Jesus is willing. I asked if I would be willing to risk everything for hope, the next question is would I risk everything to bear hope? Jesus was willing, he put everything on the line just to talk with this zombie of a man, he took it all a step further by touching him and showing compassion. Am I as one healed, cleansed, and freed by Christ willing to do the same for the people our culture rejects? Am I willing to lay my time out to meet the needs of another, will I be willing to part with the money I rightfully earned to give to someone who hasn’t earned anything? It is a hard question. I don’t even want to think about it let alone ask. Yet that is what Jesus is calling us to do. He is willing. If he is willing to take this man by the hand, shouldn’t we too be willing to embrace those who are unfit in our culture. He told his disciples what we do for the least among us, we do to Him. If He is in the least then he is the leper seeking cleansing, he is the lame seeking to walk, he is the blind one sitting at the gate, he is the man or woman standing with a sign at the end of the exit ramp. He is the child shivering in the cold. He is the one asking for a job. Are we willing to be His hand reaching out to the rejected, are we willing to say to them, “I do choose.”

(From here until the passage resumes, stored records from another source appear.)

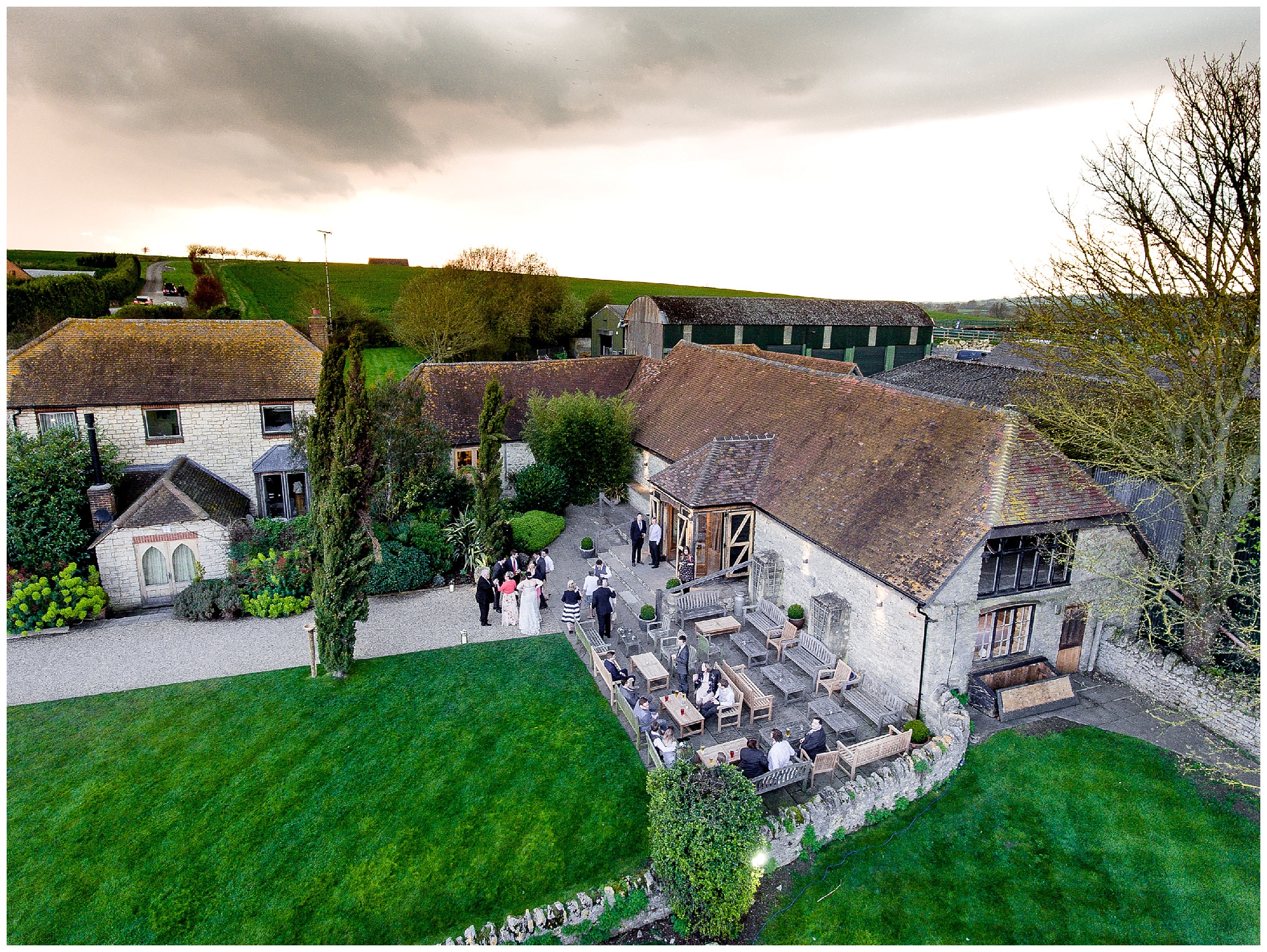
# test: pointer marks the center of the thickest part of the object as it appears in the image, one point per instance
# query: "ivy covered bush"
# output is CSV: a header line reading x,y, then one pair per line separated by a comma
x,y
705,824
536,529
541,487
51,602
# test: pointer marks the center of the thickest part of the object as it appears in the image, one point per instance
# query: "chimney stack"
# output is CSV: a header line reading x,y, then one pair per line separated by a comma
x,y
101,494
318,329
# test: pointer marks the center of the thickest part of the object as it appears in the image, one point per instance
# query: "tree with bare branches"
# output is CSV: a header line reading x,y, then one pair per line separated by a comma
x,y
1150,325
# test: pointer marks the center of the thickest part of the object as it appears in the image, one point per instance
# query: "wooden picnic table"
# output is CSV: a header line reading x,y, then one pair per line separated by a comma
x,y
789,684
710,627
687,717
650,668
722,754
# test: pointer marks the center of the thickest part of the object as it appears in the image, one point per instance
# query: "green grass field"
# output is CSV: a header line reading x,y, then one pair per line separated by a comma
x,y
427,793
1081,837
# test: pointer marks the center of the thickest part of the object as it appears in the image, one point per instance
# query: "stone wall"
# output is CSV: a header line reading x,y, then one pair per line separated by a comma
x,y
117,558
226,438
1233,714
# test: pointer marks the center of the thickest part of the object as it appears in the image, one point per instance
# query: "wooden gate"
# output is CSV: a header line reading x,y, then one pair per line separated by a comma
x,y
1071,640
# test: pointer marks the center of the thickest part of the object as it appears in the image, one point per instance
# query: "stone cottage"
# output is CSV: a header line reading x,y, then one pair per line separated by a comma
x,y
215,399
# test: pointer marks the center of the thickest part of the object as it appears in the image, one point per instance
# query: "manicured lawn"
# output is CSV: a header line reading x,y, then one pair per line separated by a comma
x,y
381,360
1080,837
427,793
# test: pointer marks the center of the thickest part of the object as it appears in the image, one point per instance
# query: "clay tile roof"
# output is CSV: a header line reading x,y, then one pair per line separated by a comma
x,y
454,393
104,363
184,493
725,472
800,360
899,484
965,380
790,310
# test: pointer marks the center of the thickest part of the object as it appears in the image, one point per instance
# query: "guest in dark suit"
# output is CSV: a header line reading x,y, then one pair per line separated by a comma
x,y
603,608
752,760
485,594
637,532
814,742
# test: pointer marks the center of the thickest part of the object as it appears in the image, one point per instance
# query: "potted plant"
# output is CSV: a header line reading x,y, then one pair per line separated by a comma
x,y
919,733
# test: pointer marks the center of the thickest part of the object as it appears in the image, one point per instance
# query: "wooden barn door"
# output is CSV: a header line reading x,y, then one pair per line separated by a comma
x,y
1071,640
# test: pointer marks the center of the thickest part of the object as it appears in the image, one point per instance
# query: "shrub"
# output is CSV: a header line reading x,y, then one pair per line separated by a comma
x,y
402,569
536,529
919,732
590,438
705,827
51,602
541,487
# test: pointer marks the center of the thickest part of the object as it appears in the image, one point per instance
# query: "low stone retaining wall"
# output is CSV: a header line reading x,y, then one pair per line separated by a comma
x,y
909,776
1232,714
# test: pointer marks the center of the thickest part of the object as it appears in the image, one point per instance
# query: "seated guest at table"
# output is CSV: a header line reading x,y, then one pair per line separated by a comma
x,y
782,753
667,746
752,760
814,742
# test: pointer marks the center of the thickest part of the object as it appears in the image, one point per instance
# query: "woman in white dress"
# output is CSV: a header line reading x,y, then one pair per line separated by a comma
x,y
530,607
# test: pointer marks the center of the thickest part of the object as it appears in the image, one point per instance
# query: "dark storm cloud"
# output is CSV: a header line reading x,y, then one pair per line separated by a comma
x,y
292,97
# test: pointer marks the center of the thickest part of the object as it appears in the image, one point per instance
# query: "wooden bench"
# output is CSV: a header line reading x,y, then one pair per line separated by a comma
x,y
753,650
876,700
759,704
875,749
814,658
694,605
794,773
766,617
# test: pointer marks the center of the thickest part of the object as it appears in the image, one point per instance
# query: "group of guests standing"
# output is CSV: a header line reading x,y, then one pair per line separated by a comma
x,y
516,588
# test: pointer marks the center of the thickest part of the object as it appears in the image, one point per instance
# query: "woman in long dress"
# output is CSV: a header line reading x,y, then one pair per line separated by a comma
x,y
510,603
530,608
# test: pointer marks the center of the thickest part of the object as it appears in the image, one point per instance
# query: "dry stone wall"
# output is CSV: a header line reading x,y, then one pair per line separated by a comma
x,y
1233,714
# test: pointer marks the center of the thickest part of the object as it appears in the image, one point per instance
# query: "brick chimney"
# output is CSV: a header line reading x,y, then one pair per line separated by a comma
x,y
101,494
318,329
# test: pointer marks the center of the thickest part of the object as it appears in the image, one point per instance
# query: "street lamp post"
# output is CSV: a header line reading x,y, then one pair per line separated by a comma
x,y
330,309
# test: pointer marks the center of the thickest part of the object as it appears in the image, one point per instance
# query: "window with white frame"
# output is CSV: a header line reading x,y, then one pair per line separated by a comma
x,y
1004,631
162,423
53,420
279,419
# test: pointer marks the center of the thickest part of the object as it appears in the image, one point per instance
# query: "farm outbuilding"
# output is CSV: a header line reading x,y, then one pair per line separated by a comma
x,y
876,336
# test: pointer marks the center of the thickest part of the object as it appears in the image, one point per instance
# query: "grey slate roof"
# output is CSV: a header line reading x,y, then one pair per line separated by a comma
x,y
791,310
974,382
184,493
724,472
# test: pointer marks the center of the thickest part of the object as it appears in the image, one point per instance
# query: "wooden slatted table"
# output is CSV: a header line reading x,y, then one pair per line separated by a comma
x,y
650,668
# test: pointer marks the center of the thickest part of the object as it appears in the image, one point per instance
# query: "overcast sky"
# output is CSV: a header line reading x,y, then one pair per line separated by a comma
x,y
859,152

leprosy scares me not because it is an illness, but because it leaves those that contract it without feeling. It leaves them unable to feel if an activity is causing harm. They can be burned or cut without their knowledge which can lead to massive infection. Leprosy is contagious but the worst form is not one that can be cured in a hospital because it is the leprosy of the heart, one that leaves those that have it unable to feel compassion or mercy. Those that have it are more than willing to chase those around them off with stones and screams, unwilling to reach out a hand to help or encourage. I pray we do not become a culture of lepers, but a community in love with God, embracing the leading of the Holy Spirit, and willing to live Christ’s love with other. As we enter this time of open worship let us reflect on what that lifestyle means to us.